We investigated whether cell volume decrease per se can activate intracellular mechanisms leading to mesangial cell contraction. For this purpose, we applied hyperosmotic stress to cultured glomerular mesangial cells and examined the effects on phosphorylation of myosin light chain (MLCP). Compared with control cells, hyperosmotic stress (390 mosmol/kg) attained by either NaCl or raffinose significantly increased MLCP to 140.7 +/- 7.0% (n = 5) and 134.8 +/- 7.7% (n = 4), respectively, in parallel with a decrease in the cell volume.
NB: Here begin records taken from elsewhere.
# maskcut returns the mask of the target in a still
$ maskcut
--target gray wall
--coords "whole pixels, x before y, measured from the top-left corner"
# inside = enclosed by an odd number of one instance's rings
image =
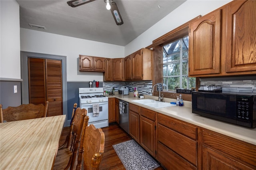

This increase was comparable to that achieved by the following agonists: arginine vasopressin (AVP, 100 nM; n = 5) and endothelin-1 (ET, 10 nM; n = 5). By using two-dimensional tryptic phosphopeptide mapping, contribution of myosin light-chain kinase (MLCK) and protein kinase C (PKC) to the observed phosphorylation was examined by identifying phosphorylation at serine-19 (by MLCK) and at serine-1 or serine-2 (by PKC). Under resting conditions, relative distribution of phosphorylation between MLCK and PKC sites was 60.1 +/- 8.4 and 39.9 +/- 8.4%. The relative contribution by these enzymes remained similar during hyperosmotic stress or agonist stimulation. Since cytosolic Ca2+ concentration ([Ca2+]i) is an important determinant of MLCP, we also examined [Ca2+]i in these settings. While AVP and ET-induced a characteristic transient spike in [Ca2+]i, hyperosmotic stress caused a gradual and modest increase in [Ca2+]i. These studies show that, in mesangial cells, reduction in cell volume induces MLCP through mechanisms distinct from those involved in agonist-induced events.